I’m also proud that I convinced Grace last night to do the same thing. I’m proud that I nagged Brian three weeks ago to start his own conversation with his boss.
I don’t know if I’m proud but I feel more of a glow that I got to support A through her own lift into a people manager, even if it was extremely rough for her. She thanked me SO sincerely for supporting her through that week. She took the time to mention it and call it out. I loved being able to support her. I was actually proud of myself for shutting my mouth more and actively listening and encouraging her to think through her next steps. I did have excellent advice and devil’s advocate thoughts though.
I have another list of things I’ve been writing down that are making me “glow” and some of this is related but it’s going with my prompt here.
But in the interest of still needing to write for 12 more minutes to honor my commitment, I think my good feelings from it came in that I followed through.
I spent 9 years at WCI not asking for anything. Maybe once or twice I asked for a bonus or tried to talk to my boss. But I was so busy with raising kids and felt secure financially that I never felt justified to ask for more. Until it all crashed down. And I have more pride now maybe? Or now I do need the security of ‘more’. I do an excellent job at work. And I can have personal time AND do an amazing job. Even if I don’t hit all my KPIs, I’m still excelling at so many other areas. And if I don’t ask for it, no one is going to hand it to me.
I followed through on what I wanted. I am ambitious, I work hard, and I deserve to get more money and all the things that come with it.
I know there is a difference between being proud and satisfied.

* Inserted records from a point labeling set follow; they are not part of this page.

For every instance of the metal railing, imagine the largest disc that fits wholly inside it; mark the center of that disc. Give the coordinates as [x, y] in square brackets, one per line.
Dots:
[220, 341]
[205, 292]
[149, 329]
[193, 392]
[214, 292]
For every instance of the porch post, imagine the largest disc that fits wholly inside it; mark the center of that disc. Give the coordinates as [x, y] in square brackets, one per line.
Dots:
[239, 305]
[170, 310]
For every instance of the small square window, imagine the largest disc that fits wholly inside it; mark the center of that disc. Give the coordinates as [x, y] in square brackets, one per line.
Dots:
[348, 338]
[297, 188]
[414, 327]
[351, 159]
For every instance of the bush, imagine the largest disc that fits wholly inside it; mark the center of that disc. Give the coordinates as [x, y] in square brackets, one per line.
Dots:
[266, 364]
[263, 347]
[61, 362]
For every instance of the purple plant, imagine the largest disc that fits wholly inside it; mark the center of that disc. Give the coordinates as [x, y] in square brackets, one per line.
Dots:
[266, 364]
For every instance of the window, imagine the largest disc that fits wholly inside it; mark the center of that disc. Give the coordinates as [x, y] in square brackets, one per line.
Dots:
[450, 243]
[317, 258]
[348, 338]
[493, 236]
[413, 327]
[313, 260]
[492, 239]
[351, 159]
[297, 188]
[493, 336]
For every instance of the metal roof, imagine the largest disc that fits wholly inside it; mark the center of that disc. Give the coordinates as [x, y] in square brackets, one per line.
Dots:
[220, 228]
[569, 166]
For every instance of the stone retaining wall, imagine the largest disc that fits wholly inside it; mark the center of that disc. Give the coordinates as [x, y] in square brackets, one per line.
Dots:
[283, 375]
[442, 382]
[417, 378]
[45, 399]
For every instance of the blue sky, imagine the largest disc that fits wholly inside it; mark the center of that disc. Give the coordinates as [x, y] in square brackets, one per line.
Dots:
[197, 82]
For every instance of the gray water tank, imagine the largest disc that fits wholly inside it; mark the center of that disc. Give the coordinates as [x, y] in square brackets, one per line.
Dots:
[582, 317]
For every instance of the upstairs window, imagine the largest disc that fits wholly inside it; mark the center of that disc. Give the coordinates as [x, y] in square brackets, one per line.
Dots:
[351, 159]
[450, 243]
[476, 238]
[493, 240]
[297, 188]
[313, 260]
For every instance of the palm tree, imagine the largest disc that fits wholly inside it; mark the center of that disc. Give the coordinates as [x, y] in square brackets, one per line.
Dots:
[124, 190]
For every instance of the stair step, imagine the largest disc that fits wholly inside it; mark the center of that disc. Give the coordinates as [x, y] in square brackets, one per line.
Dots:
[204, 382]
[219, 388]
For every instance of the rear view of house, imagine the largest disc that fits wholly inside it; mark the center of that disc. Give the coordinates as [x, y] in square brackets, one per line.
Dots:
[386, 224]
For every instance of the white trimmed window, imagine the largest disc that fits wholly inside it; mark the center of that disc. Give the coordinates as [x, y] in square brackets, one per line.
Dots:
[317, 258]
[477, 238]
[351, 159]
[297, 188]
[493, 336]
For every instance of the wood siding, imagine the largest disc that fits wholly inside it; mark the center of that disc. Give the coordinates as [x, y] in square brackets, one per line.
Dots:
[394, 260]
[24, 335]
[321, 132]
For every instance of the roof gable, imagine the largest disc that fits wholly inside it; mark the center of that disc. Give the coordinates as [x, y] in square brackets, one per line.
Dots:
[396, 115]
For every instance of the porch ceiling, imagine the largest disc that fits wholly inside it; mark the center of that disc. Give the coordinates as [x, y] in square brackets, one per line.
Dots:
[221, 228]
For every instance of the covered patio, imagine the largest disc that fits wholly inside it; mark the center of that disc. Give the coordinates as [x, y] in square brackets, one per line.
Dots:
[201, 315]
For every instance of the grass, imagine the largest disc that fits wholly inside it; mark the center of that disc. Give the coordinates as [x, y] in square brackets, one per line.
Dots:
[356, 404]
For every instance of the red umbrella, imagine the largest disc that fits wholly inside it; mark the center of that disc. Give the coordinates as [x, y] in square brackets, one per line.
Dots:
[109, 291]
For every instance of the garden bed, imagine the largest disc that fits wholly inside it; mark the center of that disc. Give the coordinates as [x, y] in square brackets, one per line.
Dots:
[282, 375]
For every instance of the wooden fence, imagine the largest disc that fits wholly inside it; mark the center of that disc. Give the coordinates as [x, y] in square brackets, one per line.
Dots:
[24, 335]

Or even validated or seen. I’m happy that my boss looked over that paper, flipped it to see if there was a back-side because as he said, “You’ve done a lot more than this!” That made me feel seen from him. It was satisfying. We talked more about it. And it feels good.
I’m trying to sync the proud feeling with gratitude and appreciation.
I’m proud and grateful, I think. It’s kind of funny, one of the meditation people I listen to often says things like, “Thank you, self, for showing up”. And it’s kinda similar.
Thank you, self… for following through on what you wanted to do. The strength (thank you 2024 word of the year), the action of it. Feeling it both in that way, aligns a little for me. But then taking that extra step out to think about all the awesome people I’ve worked with to be able to say “I did this”. I did this with them. They helped. The gratitude is maybe the allowing. The allowing of support that I’ve had, the timing, the chance of it. And I’ve helped my team grow – and hopefully get their own deserved promotions… soon.
Being grateful for the other people who have pushed me on this path over the last 6 years. So many of them.
So yes, thank you self. Thank you for using the frustration moment to fuel myself to progress. For not letting my shadow self bury it or push it to “later”. I redirected.
“Every woman has a reservoir of rage. It can either destroy her or remake her.” – Audre Lorde
I didn’t talk myself out of it. I just acted.
This is also momentum to let this grow in me and use it in other areas of my life. I can wish it was easier but I can stay in this moment and smile and appreciate it.